I use asmjit in my c++ code and defined a function like below:
// parse asm_str to byte code, return the length of byte code
int assemble(bool isx64, unsigned long long addr, const char* asm_str, char buffer[MAX_INSTRUCTION_LENGTH])
{
// for test, I modified param's value
isx64 = true;
addr = 0x6a9ec0;
asm_str = "call 0x00007FFF1CF8CEE0";
auto arch = isx64 ? Arch::kX64 : Arch::kX86;
// Initialize Environment with the requested architecture.
Environment environment;
environment.setArch(arch);
// Initialize CodeHolder.
CodeHolder code;
Error err = code.init(environment, addr);
if (err) {
dbg_print_err("code.init failed, reason:%s", DebugUtils::errorAsString(err));
return 0;
}
x86::Assembler a(&code);
err = AsmParser(&a).parse(asm_str, strlen(asm_str));
if (err) {
dbg_print_err("AsmParser(&a).parse failed, asm_str=\"%s\" addr=0x%llx reason:%s", asm_str, addr, DebugUtils::errorAsString(err));
return 0;
}
else {
CodeBuffer& buf = code.sectionById(0)->buffer();
memcpy(buffer, buf.data(), buf.size());
print_byte_hex(buffer, buf.size());
return (int)buf.size();
}
}
When I run this funciton and got the result of buffer is 40 E8 00 00 00 00
and not find any error. Actually, I known about that this instruction could not compile to byte code in addr(0x6a9ec0
). So, I want to know how to determine if such instructions are compiled successfully in the code.

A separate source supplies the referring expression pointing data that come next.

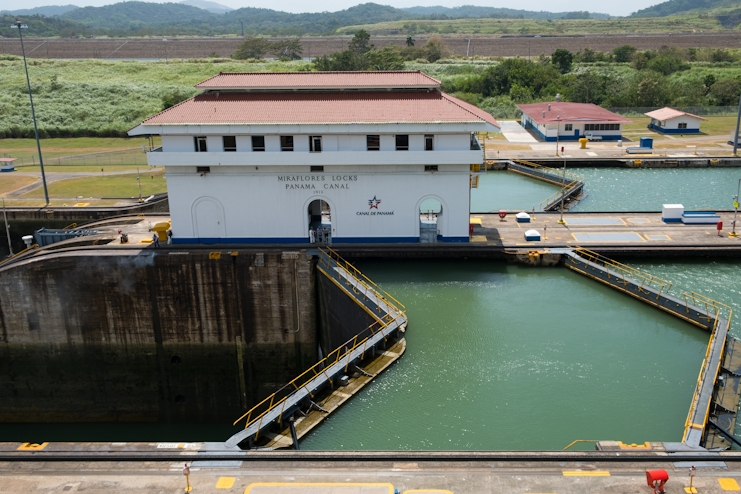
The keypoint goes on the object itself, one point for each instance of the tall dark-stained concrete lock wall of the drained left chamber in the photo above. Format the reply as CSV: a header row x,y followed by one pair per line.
x,y
152,337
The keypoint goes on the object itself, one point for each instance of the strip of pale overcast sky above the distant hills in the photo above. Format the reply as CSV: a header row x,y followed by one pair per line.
x,y
624,7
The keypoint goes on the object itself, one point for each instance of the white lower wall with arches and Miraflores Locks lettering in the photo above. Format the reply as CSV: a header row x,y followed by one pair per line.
x,y
268,204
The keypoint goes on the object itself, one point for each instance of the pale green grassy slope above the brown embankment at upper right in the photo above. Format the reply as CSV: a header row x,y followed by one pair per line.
x,y
677,23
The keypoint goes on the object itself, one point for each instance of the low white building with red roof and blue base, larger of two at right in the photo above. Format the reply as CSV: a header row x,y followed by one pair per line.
x,y
571,121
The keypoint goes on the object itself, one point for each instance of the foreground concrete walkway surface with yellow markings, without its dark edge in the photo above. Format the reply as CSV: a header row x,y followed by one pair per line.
x,y
353,477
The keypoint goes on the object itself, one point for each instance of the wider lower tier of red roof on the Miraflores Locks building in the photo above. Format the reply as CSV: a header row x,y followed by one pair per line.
x,y
321,108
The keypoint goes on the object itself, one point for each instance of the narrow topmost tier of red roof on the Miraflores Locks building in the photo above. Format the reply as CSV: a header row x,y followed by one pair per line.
x,y
320,80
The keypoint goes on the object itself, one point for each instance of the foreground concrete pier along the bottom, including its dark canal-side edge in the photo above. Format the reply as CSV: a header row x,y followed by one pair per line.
x,y
149,470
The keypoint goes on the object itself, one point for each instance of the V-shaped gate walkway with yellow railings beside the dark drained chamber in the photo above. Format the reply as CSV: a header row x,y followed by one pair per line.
x,y
389,319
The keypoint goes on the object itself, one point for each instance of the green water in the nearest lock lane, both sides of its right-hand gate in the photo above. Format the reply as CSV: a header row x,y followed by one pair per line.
x,y
509,357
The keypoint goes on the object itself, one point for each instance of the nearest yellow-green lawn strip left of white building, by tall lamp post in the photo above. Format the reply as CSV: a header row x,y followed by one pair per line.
x,y
112,186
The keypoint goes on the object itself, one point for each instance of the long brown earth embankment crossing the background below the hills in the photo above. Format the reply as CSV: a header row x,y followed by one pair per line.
x,y
482,45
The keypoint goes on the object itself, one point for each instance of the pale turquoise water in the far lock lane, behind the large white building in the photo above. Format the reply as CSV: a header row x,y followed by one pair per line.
x,y
614,189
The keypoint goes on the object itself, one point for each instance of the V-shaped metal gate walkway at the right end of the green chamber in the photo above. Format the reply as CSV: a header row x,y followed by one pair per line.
x,y
694,308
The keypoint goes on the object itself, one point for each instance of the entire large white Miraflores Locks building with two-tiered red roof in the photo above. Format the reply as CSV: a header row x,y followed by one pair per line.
x,y
296,157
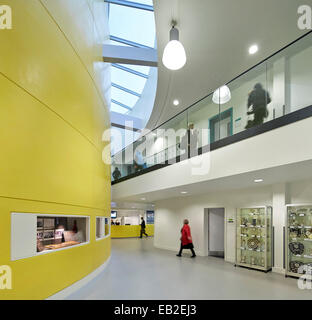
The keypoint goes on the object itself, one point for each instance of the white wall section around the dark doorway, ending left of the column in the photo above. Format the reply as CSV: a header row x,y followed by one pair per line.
x,y
169,216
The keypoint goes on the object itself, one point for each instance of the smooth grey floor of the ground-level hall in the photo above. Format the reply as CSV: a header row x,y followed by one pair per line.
x,y
138,271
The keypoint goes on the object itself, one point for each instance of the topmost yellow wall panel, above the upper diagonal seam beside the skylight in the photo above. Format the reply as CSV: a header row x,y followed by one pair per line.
x,y
85,36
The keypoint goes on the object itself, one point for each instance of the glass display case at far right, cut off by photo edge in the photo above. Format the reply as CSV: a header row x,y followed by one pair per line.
x,y
298,244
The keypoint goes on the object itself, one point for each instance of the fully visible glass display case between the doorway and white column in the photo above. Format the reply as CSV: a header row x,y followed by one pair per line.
x,y
254,238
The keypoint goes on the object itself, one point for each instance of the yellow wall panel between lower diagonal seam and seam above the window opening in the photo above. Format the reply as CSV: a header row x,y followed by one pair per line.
x,y
43,157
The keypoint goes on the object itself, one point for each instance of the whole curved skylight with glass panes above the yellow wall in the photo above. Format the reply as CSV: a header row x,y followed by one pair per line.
x,y
132,24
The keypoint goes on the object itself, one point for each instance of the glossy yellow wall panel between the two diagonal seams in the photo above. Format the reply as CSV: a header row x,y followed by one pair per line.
x,y
50,69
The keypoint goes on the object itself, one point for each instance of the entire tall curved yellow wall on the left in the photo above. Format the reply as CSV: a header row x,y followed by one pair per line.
x,y
53,88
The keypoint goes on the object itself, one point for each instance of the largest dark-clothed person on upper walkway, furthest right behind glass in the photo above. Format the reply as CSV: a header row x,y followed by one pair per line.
x,y
259,99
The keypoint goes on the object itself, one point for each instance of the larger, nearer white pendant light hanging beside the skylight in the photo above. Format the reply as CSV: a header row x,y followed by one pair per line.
x,y
174,57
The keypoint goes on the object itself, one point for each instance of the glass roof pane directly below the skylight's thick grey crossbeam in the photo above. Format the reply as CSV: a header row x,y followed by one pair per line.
x,y
128,80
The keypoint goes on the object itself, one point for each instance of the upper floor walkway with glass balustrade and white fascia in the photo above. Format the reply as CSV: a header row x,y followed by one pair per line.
x,y
259,120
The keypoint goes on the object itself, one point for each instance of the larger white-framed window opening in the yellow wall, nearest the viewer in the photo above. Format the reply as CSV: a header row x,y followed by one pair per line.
x,y
34,234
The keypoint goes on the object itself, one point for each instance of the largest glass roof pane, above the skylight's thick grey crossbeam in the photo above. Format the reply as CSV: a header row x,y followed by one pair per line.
x,y
136,25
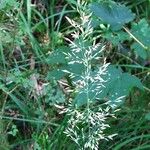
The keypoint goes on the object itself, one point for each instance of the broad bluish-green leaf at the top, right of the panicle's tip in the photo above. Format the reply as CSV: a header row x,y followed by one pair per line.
x,y
112,13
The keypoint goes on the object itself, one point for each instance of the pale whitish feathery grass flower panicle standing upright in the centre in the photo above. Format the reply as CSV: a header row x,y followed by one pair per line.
x,y
87,122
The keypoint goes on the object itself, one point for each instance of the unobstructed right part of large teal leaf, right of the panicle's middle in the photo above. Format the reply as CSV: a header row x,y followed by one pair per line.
x,y
119,84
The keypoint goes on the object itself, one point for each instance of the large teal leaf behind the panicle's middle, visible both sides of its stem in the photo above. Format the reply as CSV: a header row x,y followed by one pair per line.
x,y
116,87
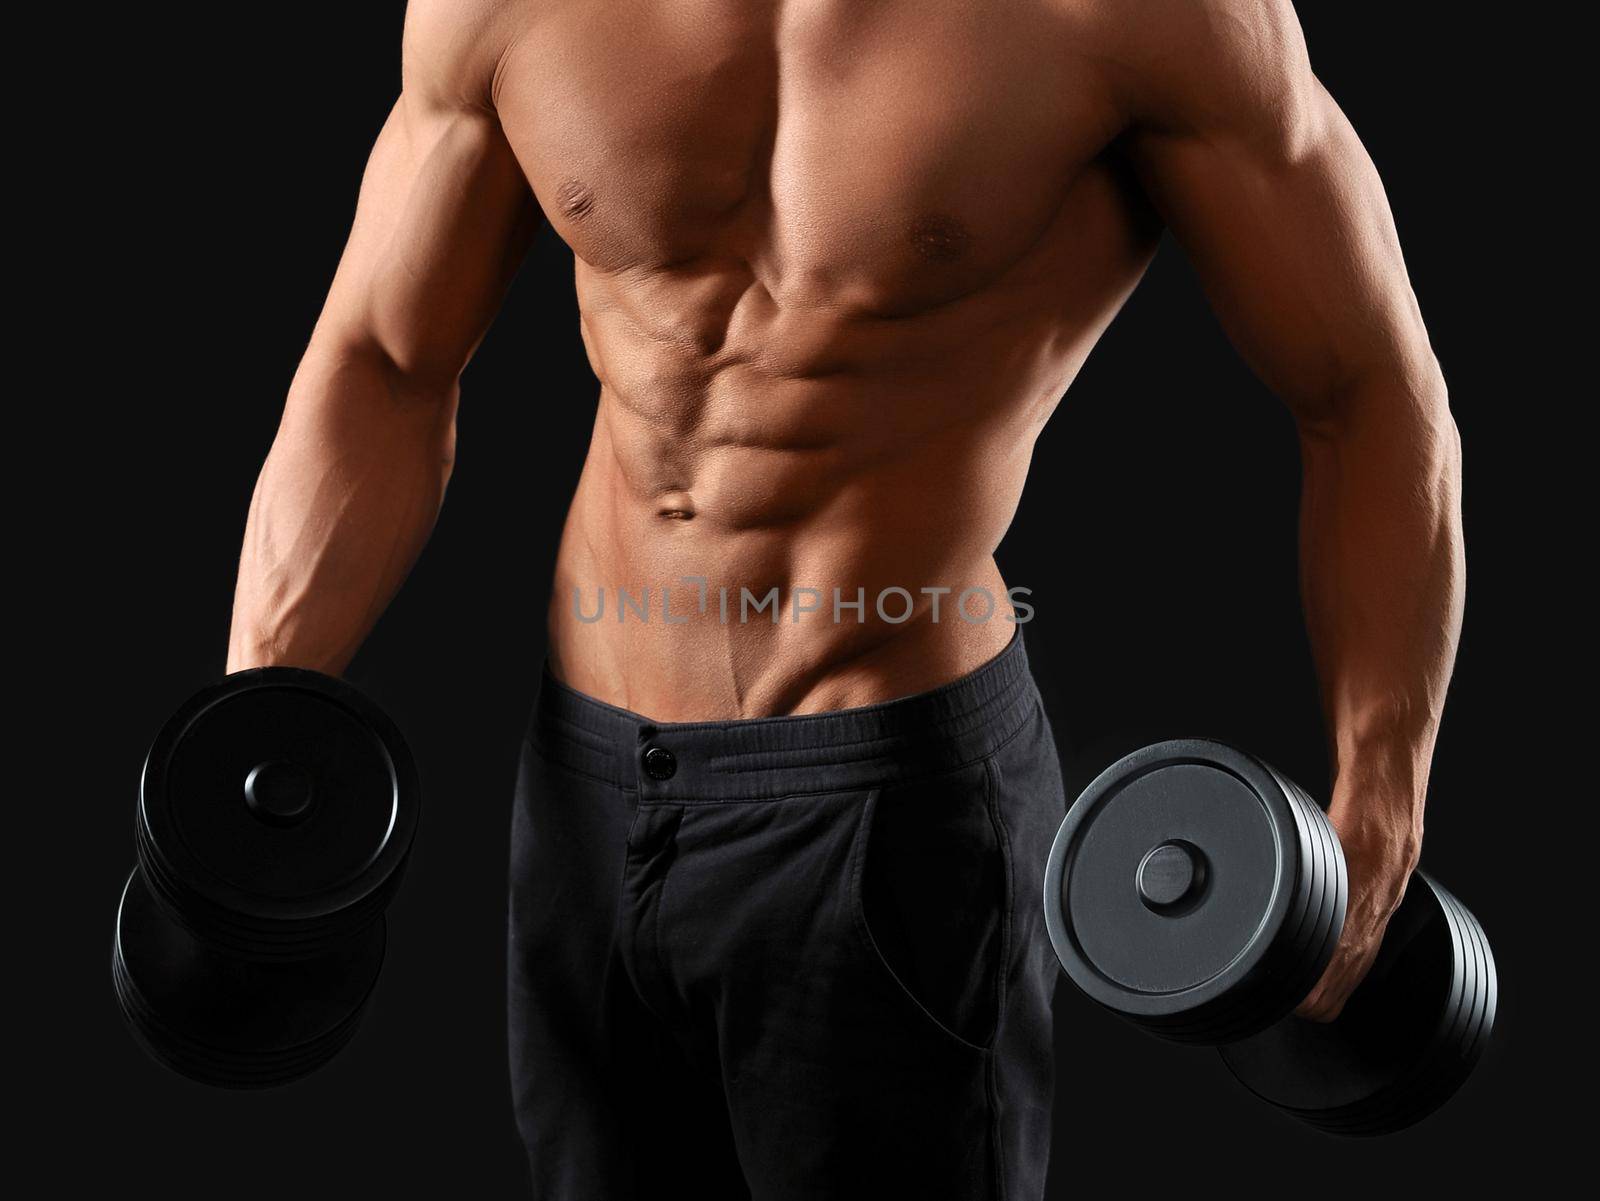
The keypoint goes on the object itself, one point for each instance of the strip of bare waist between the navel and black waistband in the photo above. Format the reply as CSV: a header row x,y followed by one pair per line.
x,y
692,644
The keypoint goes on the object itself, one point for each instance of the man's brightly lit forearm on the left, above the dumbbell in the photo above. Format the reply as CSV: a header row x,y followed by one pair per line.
x,y
345,505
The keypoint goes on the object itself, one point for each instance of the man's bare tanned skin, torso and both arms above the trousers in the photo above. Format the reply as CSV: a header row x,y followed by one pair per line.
x,y
836,265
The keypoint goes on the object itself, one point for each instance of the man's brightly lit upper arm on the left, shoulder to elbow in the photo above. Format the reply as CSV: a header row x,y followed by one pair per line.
x,y
444,215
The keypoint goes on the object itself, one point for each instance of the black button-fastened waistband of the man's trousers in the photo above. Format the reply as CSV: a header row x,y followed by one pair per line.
x,y
762,759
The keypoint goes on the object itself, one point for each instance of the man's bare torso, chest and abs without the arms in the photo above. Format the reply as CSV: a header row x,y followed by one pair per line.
x,y
836,266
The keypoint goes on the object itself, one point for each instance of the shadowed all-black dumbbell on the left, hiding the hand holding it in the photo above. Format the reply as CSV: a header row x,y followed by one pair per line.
x,y
274,823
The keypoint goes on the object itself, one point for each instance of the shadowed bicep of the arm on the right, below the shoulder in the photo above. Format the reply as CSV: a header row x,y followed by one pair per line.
x,y
1292,236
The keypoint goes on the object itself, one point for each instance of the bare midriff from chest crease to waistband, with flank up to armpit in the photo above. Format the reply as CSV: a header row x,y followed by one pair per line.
x,y
812,433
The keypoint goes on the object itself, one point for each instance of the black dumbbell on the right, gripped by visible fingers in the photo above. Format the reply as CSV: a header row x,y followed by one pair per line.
x,y
1198,893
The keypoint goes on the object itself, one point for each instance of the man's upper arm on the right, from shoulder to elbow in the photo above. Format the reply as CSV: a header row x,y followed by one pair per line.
x,y
1265,183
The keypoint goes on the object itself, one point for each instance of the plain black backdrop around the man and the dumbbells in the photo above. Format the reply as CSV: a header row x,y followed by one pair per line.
x,y
1158,535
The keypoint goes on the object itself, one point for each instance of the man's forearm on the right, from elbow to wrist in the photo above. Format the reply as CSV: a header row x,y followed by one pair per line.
x,y
1383,585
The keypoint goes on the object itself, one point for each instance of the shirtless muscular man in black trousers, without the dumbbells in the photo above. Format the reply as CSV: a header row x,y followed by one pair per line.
x,y
775,887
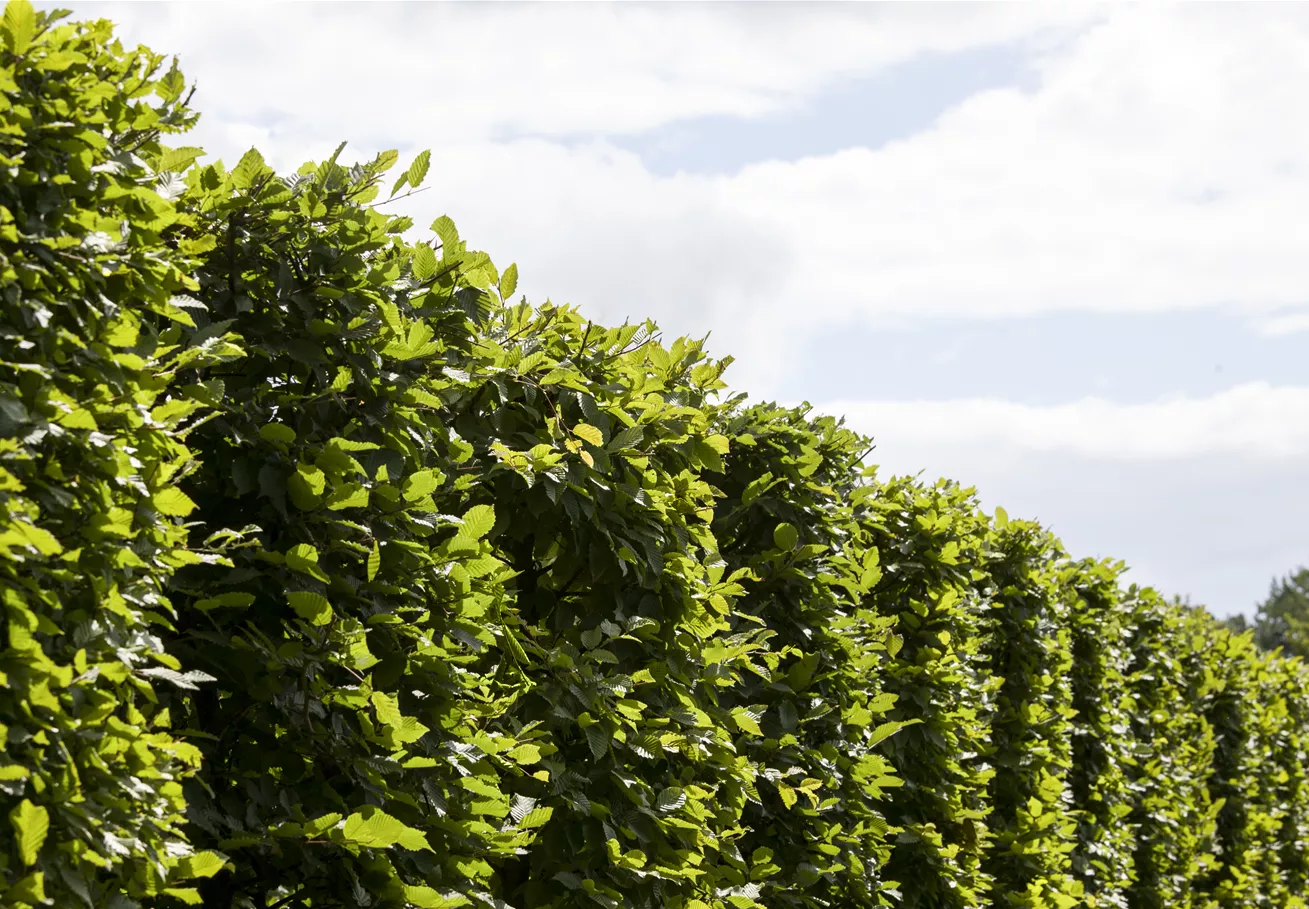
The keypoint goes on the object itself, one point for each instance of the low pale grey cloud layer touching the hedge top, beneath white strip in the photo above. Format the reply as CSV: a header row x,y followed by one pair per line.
x,y
1217,527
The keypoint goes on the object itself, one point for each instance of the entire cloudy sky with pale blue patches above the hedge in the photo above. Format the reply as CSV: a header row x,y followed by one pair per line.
x,y
1054,252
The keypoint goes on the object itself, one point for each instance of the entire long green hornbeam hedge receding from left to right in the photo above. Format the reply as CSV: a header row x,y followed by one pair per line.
x,y
336,576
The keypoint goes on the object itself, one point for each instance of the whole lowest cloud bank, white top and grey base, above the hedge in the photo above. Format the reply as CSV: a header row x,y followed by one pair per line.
x,y
1198,497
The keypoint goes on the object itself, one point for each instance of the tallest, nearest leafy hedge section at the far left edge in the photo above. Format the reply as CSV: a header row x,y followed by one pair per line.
x,y
96,345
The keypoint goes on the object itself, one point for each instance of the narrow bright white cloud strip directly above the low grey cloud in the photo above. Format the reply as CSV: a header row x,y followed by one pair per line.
x,y
1255,421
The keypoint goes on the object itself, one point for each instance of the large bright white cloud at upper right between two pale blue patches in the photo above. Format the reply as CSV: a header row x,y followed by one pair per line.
x,y
1155,168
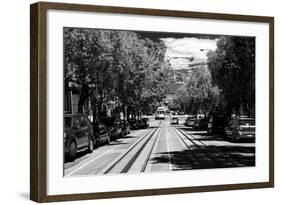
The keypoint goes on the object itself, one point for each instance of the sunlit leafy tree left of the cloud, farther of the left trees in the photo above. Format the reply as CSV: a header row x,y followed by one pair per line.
x,y
141,71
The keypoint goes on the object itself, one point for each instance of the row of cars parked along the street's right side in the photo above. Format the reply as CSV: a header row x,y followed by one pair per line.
x,y
237,128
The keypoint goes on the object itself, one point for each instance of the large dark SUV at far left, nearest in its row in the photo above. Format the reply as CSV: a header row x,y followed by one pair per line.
x,y
78,135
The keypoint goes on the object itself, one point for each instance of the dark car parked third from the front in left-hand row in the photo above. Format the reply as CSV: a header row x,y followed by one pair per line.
x,y
115,127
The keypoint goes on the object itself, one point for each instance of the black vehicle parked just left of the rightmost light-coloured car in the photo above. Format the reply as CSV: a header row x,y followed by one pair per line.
x,y
216,124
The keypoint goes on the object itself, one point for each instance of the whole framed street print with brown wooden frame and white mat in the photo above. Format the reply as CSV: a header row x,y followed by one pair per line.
x,y
133,102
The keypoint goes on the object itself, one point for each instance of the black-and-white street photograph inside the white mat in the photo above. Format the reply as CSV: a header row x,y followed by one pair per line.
x,y
140,102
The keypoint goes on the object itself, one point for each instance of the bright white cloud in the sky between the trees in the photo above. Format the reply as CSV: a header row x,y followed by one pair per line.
x,y
178,49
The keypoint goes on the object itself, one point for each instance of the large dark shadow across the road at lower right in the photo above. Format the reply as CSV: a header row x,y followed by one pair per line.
x,y
196,158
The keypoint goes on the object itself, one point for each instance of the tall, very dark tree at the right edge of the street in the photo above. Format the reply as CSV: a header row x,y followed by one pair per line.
x,y
232,67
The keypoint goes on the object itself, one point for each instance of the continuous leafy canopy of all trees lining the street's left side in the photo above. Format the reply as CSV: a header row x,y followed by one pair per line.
x,y
119,66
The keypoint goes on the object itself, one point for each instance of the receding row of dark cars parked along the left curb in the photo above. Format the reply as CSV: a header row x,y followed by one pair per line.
x,y
82,135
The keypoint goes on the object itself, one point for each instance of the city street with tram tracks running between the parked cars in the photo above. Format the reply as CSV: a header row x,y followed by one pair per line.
x,y
163,147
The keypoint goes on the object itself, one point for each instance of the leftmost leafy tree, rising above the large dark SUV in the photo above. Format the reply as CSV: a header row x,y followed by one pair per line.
x,y
87,65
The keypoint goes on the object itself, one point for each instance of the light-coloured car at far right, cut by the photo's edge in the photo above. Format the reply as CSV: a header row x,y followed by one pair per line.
x,y
240,128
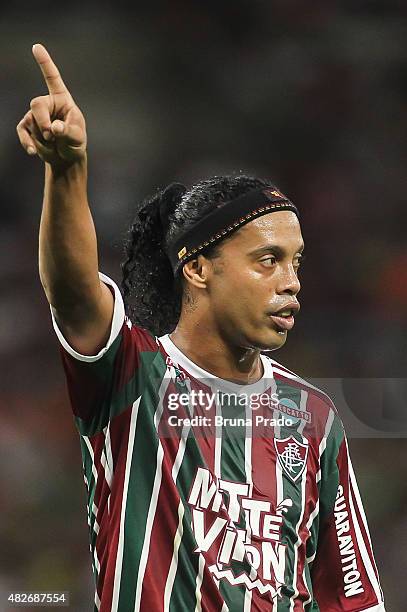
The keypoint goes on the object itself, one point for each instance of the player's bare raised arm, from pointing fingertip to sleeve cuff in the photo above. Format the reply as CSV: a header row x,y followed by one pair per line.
x,y
54,129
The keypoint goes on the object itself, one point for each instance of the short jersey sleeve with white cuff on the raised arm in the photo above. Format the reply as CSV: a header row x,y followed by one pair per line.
x,y
103,385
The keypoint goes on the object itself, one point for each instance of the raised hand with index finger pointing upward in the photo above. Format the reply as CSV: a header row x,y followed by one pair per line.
x,y
54,128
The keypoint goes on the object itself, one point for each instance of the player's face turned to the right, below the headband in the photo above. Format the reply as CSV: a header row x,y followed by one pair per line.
x,y
256,276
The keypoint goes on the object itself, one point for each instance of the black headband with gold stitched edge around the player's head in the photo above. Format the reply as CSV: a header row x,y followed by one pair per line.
x,y
224,219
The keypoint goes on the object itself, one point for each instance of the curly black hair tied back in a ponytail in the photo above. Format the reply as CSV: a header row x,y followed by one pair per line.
x,y
152,296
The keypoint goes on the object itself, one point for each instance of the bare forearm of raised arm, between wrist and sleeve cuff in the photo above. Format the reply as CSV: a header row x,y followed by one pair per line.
x,y
68,261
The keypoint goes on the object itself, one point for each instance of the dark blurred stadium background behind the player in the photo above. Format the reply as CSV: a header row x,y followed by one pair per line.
x,y
313,95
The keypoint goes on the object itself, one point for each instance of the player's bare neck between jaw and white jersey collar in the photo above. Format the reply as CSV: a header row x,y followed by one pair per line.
x,y
198,339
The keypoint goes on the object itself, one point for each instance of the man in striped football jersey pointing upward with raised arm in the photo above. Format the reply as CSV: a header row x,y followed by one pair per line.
x,y
217,479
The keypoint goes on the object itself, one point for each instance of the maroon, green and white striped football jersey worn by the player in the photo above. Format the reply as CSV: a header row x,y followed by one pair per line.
x,y
206,495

How to determine if such instructions are compiled with errors in the byte code.
I have more of these types of questions:
Following @Petr 's introduction, I have generated the following instruction bytecode:
FF 15 02 00 00 00 CC CC E0 CE F8 1C FF 7F 00 00
The result of disassembling this bytecode at this address using X64dbg is as follows:
00006a9ec0| FF15 02000000 | call qword ptr ds:[0x6a9ec8]
00006a9ec6| cc | int 3
00006a9ec7| cc | int 3
00006a9ec8| E0CEF81CFF7F0000 | dq 7FFF1CF8CEE0
However, doing so still does not solve the problem, because after the instruction completes this call, the bytecode at address 0x6a9ec6 will be considered as instruction to execut, which clearly does not comply with the logic of the program.
After searching for relevant information, I found that using bytecode directly to encode can obtain the correct logic. The specific method is to convert this call instruction into the following instructions:
7FFB694C0960 | FF15 04000000 | call qword ptr ds:[7FFB694C096a]
7FFB694C0966 | EB 0a | jmp 7FFB694C0972
7FFB694C0968 | 48 a1 0102030405060708 | mov rax, storage address for calls
7FFB694C0972 | 90 | nop
As a beginner, there are still many similar problems that need to be solved. These issues all occur after moving a 64 bit instruction to another address, such as:
lea rax, ds:[rip+0x9DCAA]
mov rax,ds:[rip+0x100]
Near jump within a function
Far jump
Loop instruction
...
This has brought many difficulties to my assembly learning. My current solution is to replace these instructions accordingly without changing the original logic.
For example:
0x00007fff1f618d5f cmp byte ptr ds:[rip+0x1637C6], 0x0
will be replaced with:
push rax
mov rax,0x7fff1f77c52c
cmp byte ptr ds:[rax], 0x0
pop rax
Note: In here, rip+0x1637C6=0x7fff1f77c52c
I don't know if there are any side effects to doing this, and is there a better solution when using powerful ASmJIT?